The poll’s original focus — on attitudes about voting by mail — found that both Latino and Black voters want mail voting as an option but do not fully trust the process.
“We wanted to have a better understanding of African American and Latino attitudes about voting, voting by mail, early vote, in-person and Election Day voting,” Lopach said. “Through this research we learned that talking about voting by mail as a choice available to you is an important way to engage voters.”
A huge majority of Latino voters surveyed, 85 percent, believe people should be allowed to vote by mail if they want to, but only about half plan to do so.
Among Black respondents, 90 percent said they should not be denied the opportunity to vote by mail, while 87 percent want more information on that choice.
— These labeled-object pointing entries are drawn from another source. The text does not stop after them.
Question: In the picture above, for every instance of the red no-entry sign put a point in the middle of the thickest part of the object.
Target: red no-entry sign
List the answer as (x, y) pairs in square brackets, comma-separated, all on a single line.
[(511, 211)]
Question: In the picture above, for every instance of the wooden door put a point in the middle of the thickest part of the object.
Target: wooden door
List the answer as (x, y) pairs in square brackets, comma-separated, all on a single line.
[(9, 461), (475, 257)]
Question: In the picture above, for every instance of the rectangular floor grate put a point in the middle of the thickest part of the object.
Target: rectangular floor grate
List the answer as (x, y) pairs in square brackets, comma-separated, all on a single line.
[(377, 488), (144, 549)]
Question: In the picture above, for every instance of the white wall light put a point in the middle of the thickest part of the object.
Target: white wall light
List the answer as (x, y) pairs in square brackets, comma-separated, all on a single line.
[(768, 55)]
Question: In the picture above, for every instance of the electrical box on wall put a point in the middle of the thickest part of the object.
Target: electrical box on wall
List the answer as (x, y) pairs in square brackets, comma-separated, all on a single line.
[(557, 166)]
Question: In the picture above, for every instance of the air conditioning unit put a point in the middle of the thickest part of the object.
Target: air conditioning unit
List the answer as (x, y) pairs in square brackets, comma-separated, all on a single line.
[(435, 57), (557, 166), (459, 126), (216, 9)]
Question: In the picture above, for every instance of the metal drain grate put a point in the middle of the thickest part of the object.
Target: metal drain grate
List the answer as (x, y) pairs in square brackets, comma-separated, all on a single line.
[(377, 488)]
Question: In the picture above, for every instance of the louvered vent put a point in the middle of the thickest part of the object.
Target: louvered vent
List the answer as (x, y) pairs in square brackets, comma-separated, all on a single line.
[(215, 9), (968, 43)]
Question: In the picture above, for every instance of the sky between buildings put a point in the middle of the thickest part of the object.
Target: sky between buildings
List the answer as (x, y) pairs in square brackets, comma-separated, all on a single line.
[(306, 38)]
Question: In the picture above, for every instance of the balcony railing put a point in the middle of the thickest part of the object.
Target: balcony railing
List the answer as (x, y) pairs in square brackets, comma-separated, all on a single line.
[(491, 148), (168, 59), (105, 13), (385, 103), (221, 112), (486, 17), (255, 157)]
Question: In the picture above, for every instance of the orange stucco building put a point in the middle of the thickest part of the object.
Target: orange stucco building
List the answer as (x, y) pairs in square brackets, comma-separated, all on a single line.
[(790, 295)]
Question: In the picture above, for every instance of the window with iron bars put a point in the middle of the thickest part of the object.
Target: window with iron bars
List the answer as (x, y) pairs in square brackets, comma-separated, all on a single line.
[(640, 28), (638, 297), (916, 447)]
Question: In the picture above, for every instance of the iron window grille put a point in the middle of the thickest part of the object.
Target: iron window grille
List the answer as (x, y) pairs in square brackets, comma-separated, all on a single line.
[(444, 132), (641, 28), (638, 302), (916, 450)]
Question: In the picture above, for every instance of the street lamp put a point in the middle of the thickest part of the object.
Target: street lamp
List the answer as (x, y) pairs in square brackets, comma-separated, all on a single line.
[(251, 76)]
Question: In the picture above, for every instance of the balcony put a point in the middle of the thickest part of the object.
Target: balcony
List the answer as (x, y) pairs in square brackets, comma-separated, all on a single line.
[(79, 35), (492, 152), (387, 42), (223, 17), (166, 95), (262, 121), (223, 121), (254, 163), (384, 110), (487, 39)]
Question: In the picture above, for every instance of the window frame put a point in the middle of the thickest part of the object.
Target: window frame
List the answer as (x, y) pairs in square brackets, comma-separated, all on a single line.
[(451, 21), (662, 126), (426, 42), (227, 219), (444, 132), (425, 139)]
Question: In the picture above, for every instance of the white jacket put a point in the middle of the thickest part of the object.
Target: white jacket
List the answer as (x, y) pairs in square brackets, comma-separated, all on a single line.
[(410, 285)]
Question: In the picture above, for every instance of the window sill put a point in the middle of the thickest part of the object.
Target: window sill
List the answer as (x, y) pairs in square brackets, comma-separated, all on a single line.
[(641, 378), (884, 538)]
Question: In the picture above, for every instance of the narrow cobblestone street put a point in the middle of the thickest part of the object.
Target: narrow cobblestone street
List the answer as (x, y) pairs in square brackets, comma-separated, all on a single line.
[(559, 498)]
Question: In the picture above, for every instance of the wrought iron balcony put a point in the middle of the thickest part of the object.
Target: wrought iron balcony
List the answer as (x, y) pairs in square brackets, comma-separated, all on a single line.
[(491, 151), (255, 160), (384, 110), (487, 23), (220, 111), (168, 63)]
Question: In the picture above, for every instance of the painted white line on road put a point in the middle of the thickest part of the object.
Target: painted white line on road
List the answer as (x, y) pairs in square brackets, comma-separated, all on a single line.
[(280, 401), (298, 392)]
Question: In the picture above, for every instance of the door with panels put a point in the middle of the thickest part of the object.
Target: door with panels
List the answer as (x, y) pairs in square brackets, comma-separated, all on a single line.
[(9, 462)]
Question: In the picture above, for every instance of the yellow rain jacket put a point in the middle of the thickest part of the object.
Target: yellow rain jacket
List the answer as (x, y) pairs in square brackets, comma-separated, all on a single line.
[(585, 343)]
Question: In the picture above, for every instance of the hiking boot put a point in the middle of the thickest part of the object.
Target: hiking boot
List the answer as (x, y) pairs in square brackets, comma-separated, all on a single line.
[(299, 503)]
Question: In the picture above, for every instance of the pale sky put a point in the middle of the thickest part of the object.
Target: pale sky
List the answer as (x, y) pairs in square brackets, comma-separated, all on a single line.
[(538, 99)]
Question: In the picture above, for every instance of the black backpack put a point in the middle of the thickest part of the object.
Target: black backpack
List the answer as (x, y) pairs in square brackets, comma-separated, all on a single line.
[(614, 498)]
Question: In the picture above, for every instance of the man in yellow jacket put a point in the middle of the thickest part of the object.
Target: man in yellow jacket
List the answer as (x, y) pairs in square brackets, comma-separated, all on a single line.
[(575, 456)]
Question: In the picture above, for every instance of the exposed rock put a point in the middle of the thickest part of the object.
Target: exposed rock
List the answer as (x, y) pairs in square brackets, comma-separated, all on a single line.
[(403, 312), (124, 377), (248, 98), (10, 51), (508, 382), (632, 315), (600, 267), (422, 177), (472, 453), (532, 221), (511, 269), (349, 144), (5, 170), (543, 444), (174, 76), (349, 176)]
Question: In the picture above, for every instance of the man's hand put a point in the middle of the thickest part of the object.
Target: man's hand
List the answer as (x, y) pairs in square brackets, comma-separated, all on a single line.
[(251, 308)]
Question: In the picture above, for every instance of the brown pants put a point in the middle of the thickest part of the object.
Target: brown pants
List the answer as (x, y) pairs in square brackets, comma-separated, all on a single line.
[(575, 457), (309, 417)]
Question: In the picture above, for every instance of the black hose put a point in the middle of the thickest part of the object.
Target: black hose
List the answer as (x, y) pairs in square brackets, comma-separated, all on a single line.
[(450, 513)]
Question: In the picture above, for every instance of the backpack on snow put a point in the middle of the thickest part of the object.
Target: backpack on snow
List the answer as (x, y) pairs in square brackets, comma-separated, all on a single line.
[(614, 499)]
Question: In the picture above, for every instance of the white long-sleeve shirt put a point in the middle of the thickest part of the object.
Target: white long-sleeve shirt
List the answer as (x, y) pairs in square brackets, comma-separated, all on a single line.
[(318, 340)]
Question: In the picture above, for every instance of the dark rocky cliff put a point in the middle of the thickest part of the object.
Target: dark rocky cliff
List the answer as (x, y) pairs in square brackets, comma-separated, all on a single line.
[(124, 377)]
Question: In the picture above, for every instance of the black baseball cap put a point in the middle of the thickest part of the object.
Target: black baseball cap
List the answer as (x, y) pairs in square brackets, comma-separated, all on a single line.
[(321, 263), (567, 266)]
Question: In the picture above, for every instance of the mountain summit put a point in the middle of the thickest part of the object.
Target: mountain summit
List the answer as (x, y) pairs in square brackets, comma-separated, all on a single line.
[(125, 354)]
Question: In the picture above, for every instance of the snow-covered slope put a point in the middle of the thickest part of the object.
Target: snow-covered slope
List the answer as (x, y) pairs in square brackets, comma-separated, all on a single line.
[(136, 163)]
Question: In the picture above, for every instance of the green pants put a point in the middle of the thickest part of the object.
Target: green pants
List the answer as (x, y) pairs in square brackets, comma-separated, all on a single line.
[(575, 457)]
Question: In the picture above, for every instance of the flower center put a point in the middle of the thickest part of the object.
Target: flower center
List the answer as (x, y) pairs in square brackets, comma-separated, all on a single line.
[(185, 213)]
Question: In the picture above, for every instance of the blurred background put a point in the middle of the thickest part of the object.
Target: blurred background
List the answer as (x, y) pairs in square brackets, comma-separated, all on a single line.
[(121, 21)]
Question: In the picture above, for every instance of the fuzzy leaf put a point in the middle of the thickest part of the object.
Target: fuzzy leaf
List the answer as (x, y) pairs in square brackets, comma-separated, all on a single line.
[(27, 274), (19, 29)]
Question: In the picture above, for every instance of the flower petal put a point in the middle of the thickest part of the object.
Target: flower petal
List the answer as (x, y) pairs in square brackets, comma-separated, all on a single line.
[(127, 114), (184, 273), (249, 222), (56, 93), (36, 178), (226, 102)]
Only half said they would prefer to vote by mail.
The poll of African Americans was conducted among 1,310 respondents, 85 percent of whom are registered voters and the rest eligible but not yet registered, in Florida, Georgia, Michigan, North Carolina, Pennsylvania and Texas. The margin of error for the full sample was 2.7 percentage points, and 6.6 percent for each state.
The poll of Hispanics was conducted among 1,552 respondents, also 85 percent registered voters, in Arizona, Florida, Colorado, North Carolina, Pennsylvania and Texas. The margin of error was 2.5 percent and 6.6 percent in each state.